Legends from our own lunchtimes

Wednesday, July 13, 2016

Kongernes Jelling to Koldinghus

Today we mortally wounded a Viking. Not a real one, just a beautiful animation which bled and oozed from his wounds when we jiggled the various weapons embedded in his parts.  Then we had to guess how long it would take for him to die, before the screen gave us a rundown on how he was actually feeling and wether he may survive a day or two before telling us what got him in the end, and it seems something always did.   

Obviously the kiddies using the museum’s interactive displays are made of fairly stern stuff.

I suppose when one is descended from tough Viking stock directly from King Harald Bluetooth himself, a little bit of blood on one’s hands is not a big deal, although I do suspect that for the big fella isn’t resting that easily.  Lending one’s name to a wireless communication system must be a bit of a let down for someone who spent his life building a reputation for rape and pillage and general kingliness.

The beautiful museum recording the foundation of the nation at Kongernes Jelling and the stunningly patched-after-the-fire castle at Kodinghus kept us variously entertained and enlightened all day and to a person we know an awful lot more about Danish history now than we did at breakfast time.  

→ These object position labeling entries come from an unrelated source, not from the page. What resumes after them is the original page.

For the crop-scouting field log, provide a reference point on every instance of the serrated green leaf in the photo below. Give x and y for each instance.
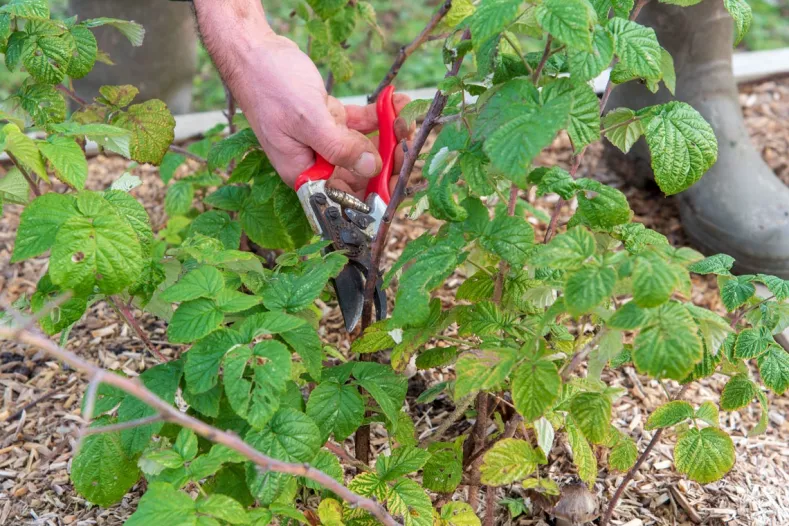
(736, 291)
(592, 414)
(669, 347)
(508, 461)
(742, 15)
(194, 319)
(623, 455)
(704, 455)
(637, 47)
(152, 128)
(101, 471)
(737, 393)
(535, 386)
(624, 128)
(682, 144)
(336, 408)
(586, 65)
(67, 158)
(481, 370)
(290, 436)
(588, 287)
(669, 414)
(569, 21)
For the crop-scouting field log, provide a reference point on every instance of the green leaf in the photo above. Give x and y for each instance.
(290, 436)
(708, 412)
(719, 264)
(24, 149)
(101, 471)
(40, 222)
(509, 237)
(131, 30)
(481, 370)
(774, 369)
(600, 206)
(569, 21)
(535, 386)
(586, 65)
(704, 455)
(592, 413)
(752, 343)
(336, 408)
(194, 319)
(737, 393)
(402, 461)
(152, 127)
(203, 359)
(508, 461)
(623, 455)
(162, 503)
(637, 47)
(86, 50)
(669, 414)
(386, 387)
(202, 282)
(567, 251)
(624, 128)
(669, 347)
(583, 456)
(259, 399)
(682, 145)
(736, 291)
(444, 469)
(407, 498)
(742, 15)
(654, 280)
(101, 250)
(588, 287)
(67, 158)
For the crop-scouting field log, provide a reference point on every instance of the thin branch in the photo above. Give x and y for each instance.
(30, 181)
(609, 512)
(545, 54)
(131, 321)
(72, 95)
(453, 417)
(407, 50)
(433, 113)
(172, 414)
(122, 426)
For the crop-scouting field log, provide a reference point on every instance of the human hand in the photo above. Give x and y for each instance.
(284, 99)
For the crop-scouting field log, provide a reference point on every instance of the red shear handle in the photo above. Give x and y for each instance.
(387, 142)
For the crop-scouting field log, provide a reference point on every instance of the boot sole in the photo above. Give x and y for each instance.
(700, 234)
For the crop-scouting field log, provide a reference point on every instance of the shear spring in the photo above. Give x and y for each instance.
(347, 200)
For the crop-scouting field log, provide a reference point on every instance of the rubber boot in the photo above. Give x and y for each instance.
(162, 68)
(739, 207)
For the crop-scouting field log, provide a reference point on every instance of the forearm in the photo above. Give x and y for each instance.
(232, 32)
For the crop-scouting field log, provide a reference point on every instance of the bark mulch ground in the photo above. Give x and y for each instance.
(40, 416)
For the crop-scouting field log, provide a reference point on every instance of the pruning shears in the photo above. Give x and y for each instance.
(350, 223)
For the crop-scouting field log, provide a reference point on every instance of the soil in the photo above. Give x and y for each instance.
(40, 417)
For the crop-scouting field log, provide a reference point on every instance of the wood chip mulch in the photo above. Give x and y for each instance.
(40, 415)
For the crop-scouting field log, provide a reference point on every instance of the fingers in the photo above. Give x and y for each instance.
(364, 118)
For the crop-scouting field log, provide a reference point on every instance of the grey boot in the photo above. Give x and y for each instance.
(739, 207)
(163, 67)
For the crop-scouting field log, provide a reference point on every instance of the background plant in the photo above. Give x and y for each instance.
(257, 379)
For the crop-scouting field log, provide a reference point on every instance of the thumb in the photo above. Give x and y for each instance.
(346, 148)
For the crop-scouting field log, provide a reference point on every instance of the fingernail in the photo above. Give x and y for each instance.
(365, 165)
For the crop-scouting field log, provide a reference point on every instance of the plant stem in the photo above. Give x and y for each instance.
(170, 413)
(632, 472)
(30, 181)
(407, 50)
(131, 321)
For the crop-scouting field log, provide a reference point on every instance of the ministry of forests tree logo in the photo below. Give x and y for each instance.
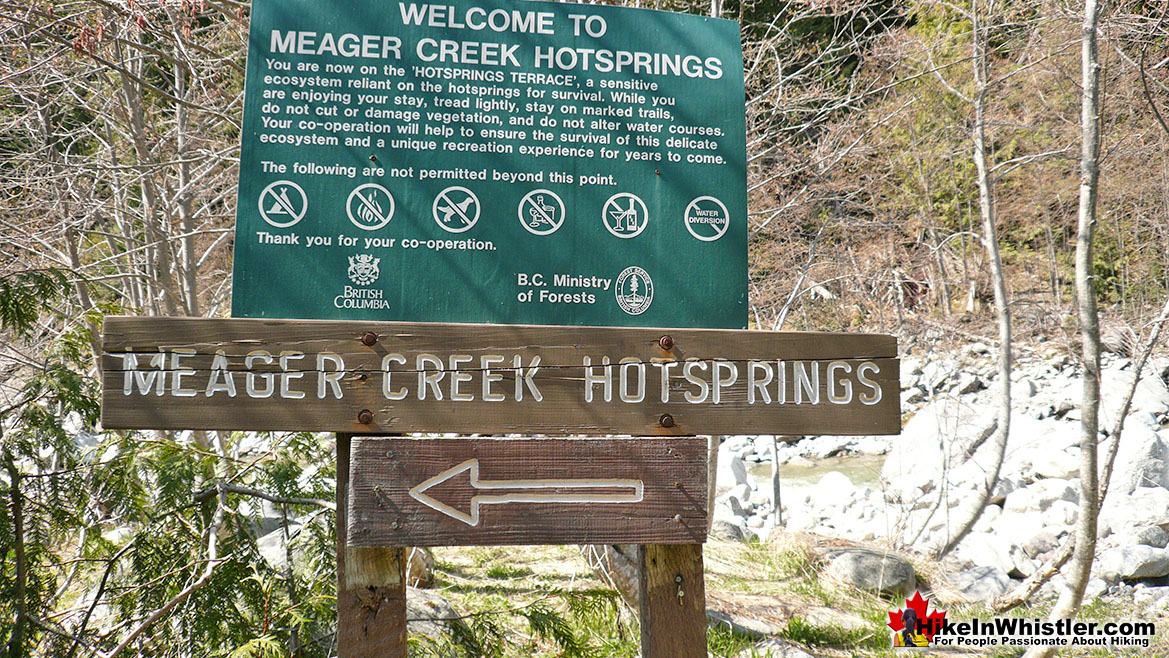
(634, 291)
(364, 269)
(915, 625)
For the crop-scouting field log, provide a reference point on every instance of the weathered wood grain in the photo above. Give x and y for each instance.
(326, 359)
(672, 601)
(671, 510)
(371, 584)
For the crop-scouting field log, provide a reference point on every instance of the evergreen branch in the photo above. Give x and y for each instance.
(205, 494)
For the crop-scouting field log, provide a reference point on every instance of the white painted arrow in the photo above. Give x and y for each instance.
(524, 491)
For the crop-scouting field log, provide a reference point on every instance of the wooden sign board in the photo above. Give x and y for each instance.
(396, 378)
(516, 491)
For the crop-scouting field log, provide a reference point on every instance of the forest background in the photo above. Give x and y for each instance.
(119, 126)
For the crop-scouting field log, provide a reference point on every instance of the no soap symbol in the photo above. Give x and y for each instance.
(456, 209)
(541, 212)
(624, 215)
(279, 208)
(369, 206)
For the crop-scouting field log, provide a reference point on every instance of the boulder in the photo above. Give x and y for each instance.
(969, 382)
(871, 570)
(732, 470)
(726, 530)
(1150, 396)
(834, 491)
(1135, 562)
(1146, 506)
(1040, 496)
(1148, 535)
(420, 567)
(935, 440)
(1039, 544)
(1146, 596)
(986, 549)
(1063, 464)
(1142, 458)
(981, 583)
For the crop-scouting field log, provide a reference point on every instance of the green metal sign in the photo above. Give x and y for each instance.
(491, 161)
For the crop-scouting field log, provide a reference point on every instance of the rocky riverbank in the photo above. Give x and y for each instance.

Of all of the treasures we had seen during the day, from Faberge to Jensen to the fresh brilliance of current students and priceless artefacts from millennia ago, it was the chocolate covered honey cake and coffee at day’s end in the little village of Christiansfeld made from the same recipe since 1783, that we will probably remember most.

That and the very useful fact three days is all the time one has left, after a blow to the knee with an axe.  Blood poisoning will get you in the end.